In any practical work, take care to respond to the needs and interests of your individual pupils.
● Do you give them some choice for the context of their practical work - if you don’t at the moment, read up on universal design for learning to see how effective this can be.
● Think about how you make computing accessible to those who would otherwise struggle - many practical tasks can be made more inclusive by providing additional scaffolding or allowing block-based solutions, where others might work in text-based languages.
● Consider how you can challenge pupils to move beyond their existing comfort zone.
Without the artificial constraints of controlled assessment, practical work can include many opportunities for collaboration.
● Does your practical programming include teamwork from time to time? Do you encourage stronger pupils to support their weaker peers? If you do, help them to help in positive ways by talking together rather than them taking over the keyboard.
● Do you encourage pupils to explain what their program does and how they made it - look beyond merely adding comments to code and introduce pupils to the idea of literate programming, perhaps through Jupyter notebooks.
● Do pupils have a sense of there being an audience for their work?
● The Scratch community is great for this, but there are also coding competitions, hackathons and sharing work via GitHub.
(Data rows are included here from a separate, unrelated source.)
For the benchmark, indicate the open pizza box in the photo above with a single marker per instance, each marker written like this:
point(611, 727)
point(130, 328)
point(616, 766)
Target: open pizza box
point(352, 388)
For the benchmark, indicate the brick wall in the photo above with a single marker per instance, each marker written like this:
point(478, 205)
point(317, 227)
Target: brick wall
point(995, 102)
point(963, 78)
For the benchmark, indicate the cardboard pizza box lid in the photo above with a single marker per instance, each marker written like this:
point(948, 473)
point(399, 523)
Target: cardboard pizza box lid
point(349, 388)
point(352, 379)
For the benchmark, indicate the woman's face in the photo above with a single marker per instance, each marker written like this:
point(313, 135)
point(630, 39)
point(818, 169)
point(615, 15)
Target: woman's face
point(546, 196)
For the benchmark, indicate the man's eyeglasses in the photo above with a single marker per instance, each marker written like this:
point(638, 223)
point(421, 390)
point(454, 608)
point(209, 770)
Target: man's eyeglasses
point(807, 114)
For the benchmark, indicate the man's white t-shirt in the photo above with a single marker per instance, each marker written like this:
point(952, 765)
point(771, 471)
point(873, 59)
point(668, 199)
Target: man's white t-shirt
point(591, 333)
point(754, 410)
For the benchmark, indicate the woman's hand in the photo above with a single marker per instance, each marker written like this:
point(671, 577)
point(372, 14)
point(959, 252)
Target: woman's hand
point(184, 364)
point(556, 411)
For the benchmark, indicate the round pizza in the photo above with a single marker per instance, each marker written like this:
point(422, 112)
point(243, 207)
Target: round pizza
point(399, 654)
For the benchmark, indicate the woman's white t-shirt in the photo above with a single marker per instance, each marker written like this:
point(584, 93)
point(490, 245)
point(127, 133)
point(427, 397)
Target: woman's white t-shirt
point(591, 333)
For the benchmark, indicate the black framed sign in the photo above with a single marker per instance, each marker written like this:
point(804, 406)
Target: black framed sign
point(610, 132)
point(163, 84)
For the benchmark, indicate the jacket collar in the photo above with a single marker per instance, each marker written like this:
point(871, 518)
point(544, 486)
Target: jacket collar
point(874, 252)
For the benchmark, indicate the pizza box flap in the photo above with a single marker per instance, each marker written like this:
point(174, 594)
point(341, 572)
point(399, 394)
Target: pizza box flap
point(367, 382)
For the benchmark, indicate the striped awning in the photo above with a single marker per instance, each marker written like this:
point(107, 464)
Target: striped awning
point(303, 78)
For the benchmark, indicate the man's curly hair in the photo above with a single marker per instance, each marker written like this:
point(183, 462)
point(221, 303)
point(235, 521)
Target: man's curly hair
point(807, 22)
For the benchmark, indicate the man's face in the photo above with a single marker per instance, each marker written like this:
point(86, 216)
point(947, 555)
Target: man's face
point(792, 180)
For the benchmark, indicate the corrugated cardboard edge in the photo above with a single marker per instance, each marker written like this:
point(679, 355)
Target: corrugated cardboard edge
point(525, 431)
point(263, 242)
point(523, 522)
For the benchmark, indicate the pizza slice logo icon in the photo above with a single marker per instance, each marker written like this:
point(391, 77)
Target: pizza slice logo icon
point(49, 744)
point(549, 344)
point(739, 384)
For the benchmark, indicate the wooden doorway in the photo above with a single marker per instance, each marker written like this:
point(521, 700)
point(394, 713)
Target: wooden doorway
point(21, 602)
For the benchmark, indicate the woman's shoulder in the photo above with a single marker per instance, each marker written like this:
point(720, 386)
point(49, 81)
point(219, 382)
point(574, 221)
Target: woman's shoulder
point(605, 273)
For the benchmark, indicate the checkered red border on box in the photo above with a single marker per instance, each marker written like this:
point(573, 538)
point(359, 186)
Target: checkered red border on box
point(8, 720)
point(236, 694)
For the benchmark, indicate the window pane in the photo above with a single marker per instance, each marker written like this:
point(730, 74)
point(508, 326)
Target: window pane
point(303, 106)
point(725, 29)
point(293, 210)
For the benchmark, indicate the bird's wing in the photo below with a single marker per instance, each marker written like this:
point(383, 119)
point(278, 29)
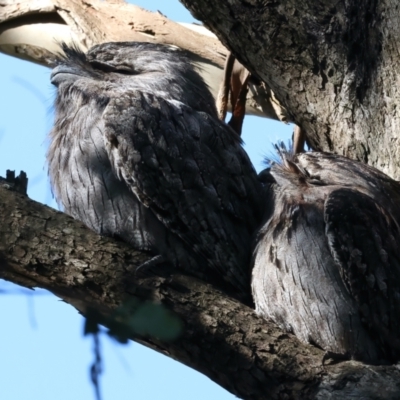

Practical programming, particularly through project work, might need you to rethink some of the pedagogic practices and processes of your classroom, such as:
● How you identify misconceptions early on so they don’t act as a barrier to progress and a cause of frustration.
● How you teach them actively to debug their programs - debugging is a skill to be learnt too.
● How pupils receive feedback on their work, including whilst it’s in progress rather than solely as a finished product.
● How you can help pupils develop the skills they need to manage their own or group projects. There are tools and techniques you can borrow from software engineering which are worth introducing pupils to early on.